Measuring personnel performance during tough times
In the face of COVID pandemic, it has become fashionable to talk of a ‘new normal’. I think of it more as a forced fast forward to an unfamiliar order. Challenging economic conditions are now likely to extend for long periods of time as waves of new infections stop and start periodically. In response to margin and cost pressures, shareholders are looking to create more efficient organizations which can solve consumer & customer problems in real time.
The Change
At a person level, the pandemic has triggered individuals to reassess their consumption patterns, realize the primacy of social connections and the value of time. The COVID impact on economy and resulting stress on businesses has also brought into sharp focus the need for lifelong learning. Employees need to look beyond their degrees and qualifications, to maintain relevance and gain advantage in a stressed market, which continues to be hungry for talent. These changes will now impact what people strive for economically, redefine the role of work in their life, and place new demands on their time and energy. Extending this trend to the workplace, the motivations and drivers of employees are going to undergo a dramatic shift.
The Opportunity
Work is what people do and not where they do it.
Hence, leaders need to reconsider the very definition of jobs, capabilities and workforce planning, to enable business performance, while ensuring employees remain motivated. The ability of HR teams to deliver these outcomes with empathy and collaboration, while avoiding negative cultural fallouts will separate the winning organization in this pandemic from the losers.
In the face of this business and therefore job uncertainty, employees will realize the importance of demonstrating measurable key results for their rewards. They will demand that more time be spent working productively rather than on commutes or long-winded alignment meetings. They will be less patient when critical decisions or resources needed for their outcomes are delayed unnecessarily. For them, goal-oriented team sprints will more desirable than steady paced sequential workflows.
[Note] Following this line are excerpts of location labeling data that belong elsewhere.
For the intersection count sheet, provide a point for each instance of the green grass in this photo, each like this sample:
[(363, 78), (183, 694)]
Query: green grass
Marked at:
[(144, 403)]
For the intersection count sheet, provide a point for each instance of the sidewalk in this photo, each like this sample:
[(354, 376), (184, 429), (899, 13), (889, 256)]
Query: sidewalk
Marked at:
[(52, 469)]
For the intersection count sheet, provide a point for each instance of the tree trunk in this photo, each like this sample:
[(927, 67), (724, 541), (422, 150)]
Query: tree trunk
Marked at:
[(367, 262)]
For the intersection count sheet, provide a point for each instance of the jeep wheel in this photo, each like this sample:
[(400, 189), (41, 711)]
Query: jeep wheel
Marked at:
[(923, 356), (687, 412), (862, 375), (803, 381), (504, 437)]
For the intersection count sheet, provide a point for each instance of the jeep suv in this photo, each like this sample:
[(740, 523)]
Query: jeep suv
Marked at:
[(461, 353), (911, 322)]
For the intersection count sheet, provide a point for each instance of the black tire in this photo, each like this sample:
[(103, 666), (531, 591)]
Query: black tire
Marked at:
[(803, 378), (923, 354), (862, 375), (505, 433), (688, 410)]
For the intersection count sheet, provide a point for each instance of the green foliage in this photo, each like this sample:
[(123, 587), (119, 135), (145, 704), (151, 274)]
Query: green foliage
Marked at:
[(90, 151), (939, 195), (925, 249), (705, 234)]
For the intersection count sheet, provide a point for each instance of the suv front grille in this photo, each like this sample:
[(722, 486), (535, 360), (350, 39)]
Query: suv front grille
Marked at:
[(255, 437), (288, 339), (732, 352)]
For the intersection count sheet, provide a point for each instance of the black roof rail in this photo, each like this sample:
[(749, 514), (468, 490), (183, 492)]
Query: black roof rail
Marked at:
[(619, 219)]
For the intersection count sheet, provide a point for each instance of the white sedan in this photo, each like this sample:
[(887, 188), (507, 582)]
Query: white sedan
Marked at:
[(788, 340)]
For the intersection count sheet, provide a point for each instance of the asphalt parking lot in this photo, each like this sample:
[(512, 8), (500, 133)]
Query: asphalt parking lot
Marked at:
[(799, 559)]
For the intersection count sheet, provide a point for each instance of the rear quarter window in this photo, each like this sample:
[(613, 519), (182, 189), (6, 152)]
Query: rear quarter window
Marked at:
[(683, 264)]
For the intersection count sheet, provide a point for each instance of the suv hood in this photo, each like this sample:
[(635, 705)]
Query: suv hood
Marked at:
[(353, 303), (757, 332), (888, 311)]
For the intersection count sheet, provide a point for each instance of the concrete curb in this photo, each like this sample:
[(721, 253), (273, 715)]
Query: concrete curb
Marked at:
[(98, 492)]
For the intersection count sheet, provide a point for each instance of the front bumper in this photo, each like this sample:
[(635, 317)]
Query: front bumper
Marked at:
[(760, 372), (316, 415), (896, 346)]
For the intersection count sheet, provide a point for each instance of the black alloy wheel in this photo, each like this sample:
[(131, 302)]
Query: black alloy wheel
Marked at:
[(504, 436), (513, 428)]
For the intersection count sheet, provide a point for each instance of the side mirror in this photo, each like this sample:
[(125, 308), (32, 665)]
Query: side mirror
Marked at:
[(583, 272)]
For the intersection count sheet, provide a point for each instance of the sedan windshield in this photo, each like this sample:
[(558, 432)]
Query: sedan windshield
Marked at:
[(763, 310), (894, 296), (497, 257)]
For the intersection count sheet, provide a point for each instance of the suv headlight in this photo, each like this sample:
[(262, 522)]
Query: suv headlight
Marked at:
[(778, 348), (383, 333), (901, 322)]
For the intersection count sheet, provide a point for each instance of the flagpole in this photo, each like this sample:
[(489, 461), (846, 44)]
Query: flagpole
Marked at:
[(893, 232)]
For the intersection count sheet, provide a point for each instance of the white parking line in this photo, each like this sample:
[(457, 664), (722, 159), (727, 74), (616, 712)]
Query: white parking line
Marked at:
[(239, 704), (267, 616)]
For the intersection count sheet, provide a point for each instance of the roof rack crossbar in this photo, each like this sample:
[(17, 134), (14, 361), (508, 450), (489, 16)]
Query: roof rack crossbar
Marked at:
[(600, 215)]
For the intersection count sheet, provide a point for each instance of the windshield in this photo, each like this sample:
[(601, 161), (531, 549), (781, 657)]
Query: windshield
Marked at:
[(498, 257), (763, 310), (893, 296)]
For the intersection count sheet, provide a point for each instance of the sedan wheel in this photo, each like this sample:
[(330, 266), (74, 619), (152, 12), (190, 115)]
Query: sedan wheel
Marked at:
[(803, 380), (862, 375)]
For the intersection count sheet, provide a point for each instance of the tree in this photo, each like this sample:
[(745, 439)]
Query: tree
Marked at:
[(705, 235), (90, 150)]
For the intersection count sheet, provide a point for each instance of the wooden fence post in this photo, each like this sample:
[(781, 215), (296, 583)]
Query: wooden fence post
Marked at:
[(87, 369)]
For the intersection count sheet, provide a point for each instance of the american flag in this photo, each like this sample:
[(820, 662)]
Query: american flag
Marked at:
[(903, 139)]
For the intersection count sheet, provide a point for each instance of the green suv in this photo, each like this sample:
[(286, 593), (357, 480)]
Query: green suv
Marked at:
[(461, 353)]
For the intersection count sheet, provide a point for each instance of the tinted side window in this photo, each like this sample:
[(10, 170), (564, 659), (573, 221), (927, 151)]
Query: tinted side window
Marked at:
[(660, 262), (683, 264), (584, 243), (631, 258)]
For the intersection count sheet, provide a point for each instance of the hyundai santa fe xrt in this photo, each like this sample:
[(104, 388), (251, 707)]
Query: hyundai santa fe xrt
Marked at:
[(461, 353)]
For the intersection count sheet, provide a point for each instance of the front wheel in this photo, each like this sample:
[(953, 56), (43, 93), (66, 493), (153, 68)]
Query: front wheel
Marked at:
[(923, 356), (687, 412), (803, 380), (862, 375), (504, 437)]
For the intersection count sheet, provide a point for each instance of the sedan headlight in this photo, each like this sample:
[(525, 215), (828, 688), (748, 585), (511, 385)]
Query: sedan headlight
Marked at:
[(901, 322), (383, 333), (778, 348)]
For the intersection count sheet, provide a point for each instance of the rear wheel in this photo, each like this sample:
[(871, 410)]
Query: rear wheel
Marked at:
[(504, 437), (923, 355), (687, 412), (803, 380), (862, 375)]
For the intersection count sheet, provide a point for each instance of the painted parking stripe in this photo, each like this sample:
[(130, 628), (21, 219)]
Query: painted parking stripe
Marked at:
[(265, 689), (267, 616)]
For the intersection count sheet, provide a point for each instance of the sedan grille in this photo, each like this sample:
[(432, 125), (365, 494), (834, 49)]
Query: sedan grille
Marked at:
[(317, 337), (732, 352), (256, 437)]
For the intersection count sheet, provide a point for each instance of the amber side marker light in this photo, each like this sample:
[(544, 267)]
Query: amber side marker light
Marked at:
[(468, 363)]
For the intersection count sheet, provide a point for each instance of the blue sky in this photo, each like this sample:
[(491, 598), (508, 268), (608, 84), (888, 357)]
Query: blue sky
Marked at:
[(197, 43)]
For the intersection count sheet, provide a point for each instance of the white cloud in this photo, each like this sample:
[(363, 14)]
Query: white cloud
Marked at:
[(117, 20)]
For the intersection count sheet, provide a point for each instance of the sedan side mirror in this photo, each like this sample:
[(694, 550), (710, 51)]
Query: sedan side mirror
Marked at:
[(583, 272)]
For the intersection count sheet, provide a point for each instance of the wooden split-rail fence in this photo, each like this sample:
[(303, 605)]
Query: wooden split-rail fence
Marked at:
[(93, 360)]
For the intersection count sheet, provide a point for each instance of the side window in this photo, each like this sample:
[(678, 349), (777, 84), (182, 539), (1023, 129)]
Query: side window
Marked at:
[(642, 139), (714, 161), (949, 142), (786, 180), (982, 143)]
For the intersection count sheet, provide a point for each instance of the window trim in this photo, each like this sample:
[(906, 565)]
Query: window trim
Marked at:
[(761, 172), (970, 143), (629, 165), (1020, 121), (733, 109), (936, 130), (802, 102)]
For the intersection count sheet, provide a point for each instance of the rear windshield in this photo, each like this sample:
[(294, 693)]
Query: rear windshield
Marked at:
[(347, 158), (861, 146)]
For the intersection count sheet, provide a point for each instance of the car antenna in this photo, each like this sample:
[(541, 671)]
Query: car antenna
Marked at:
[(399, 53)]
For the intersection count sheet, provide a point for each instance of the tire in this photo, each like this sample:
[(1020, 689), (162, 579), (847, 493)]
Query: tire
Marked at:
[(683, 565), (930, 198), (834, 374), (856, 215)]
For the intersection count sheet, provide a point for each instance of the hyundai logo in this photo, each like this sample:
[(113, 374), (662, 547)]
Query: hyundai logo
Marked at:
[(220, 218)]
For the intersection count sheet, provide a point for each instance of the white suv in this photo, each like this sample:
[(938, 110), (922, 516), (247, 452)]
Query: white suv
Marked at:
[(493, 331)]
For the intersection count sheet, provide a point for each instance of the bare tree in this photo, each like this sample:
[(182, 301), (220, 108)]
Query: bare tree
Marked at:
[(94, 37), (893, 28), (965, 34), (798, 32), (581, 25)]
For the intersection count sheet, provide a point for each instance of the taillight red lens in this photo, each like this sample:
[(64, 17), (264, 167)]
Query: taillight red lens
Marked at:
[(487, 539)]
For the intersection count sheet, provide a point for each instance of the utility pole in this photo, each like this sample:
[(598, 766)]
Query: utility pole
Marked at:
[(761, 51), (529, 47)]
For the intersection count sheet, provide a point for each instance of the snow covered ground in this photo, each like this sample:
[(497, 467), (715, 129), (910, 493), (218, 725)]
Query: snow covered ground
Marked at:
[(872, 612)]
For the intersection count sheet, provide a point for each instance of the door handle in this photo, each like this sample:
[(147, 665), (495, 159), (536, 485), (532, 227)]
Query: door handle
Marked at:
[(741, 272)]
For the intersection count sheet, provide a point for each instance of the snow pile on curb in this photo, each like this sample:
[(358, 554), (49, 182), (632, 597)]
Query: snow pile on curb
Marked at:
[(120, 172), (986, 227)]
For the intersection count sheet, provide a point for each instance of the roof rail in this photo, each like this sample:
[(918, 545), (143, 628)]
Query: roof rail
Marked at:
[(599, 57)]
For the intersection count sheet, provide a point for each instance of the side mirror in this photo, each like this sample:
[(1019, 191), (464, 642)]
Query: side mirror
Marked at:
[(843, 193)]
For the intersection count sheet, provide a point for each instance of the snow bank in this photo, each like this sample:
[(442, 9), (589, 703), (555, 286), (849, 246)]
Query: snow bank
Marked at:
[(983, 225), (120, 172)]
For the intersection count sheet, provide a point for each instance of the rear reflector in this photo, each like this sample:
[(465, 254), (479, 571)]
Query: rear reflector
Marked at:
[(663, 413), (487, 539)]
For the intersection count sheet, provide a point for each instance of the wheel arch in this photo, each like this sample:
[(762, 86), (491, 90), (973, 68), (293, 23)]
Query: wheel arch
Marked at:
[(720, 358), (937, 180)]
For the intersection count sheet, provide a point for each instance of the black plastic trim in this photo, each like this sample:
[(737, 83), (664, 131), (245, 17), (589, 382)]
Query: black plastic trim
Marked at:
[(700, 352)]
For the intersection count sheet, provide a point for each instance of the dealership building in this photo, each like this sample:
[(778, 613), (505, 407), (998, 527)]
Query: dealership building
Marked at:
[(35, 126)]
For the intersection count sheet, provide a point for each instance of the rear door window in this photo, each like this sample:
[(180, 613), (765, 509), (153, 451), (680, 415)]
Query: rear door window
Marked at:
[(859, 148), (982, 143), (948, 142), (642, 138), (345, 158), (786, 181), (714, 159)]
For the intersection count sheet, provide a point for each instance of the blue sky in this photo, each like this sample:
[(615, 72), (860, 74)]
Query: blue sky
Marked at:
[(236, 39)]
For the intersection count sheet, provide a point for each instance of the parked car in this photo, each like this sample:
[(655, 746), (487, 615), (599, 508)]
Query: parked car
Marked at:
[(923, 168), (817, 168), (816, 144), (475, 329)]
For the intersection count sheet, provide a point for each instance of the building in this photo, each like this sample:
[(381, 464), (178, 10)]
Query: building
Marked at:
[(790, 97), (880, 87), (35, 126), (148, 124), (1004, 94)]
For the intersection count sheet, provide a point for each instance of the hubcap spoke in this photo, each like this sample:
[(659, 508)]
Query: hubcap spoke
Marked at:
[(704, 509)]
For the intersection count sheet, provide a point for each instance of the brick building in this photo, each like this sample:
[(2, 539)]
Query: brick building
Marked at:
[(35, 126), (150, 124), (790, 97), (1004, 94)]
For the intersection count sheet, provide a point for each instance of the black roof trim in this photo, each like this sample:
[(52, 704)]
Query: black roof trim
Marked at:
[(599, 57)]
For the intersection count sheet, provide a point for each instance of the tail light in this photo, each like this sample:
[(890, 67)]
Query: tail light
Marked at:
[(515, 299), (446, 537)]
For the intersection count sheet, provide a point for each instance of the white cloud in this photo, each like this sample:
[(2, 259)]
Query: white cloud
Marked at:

For HR, the implications of such changes can be profound. Jobs will become more flexible to allow wider impact. Increasingly, Managers will need to focus a lot more on insights and unique skills or knowledge to facilitate decisions rather than the size of their pyramid or obsessing over who was slacking in office today. This has always been the logic of moving towards an OKR (Objective and Key Results) oriented culture. As always, it will need to be supported by technology adoption and agile design. OKR’s will need to be used to measure effectiveness for even process enabling roles. In a service delivery organization, OKR’s will enable employees to take more ownership for initiating improvements, thus building a more agile work structure and culture.
Moving Forward
Initially, due to the sudden-ness of the pandemic, organizations had no option but to trust employees and employees accepted outcome related measures and revised salaries. Employees and managers have now realized the positive benefits they can bring to their lives by working AFO or away from office (I prefer this term to working from home or WFH!). Cost and margin pressures have forced multiple rounds of efficiency and role assessment exercises. The agile workflows created real-time (without the typical intellectualization) have thrown up examples of innovative solutions for client delivery, high quality virtual support for processes and last mile delivery for consumers. As a result, most leaders have also come to accept the benefits of flexibility and OKR’s for building an efficient org structure. The change has been sudden and fast tracked much transformation in the workplace, but this momentum must continue.
In a VUCA world, both shareholders and employees will gain by continuing to invest in capability building (as against competence training) and nurturing the curious mind-set (as against process alignment). Across the organization, when employees with knowledge and skills question current practices, better ways of growing business will emerge. By continuing to leverage new technology, organizations will unlock hidden productivity benefits. By continuing to support employee self-realization, organizations will tap into new reservoirs of passion. HR would now do well to keep looking at designing roles first for outcomes, then process and last on inputs.
I think of the ‘new normal’ as a cultural transformation in people and organizations which I had not thought possible in my generation. We were all inching towards it, but the pandemic seems to have warped us into the future. Let us now plan our workplaces for a smart and driven workforce, leveraging technologies of today. This will help us build business models which are dynamic and hence far more resilient to any challenges the future may hold.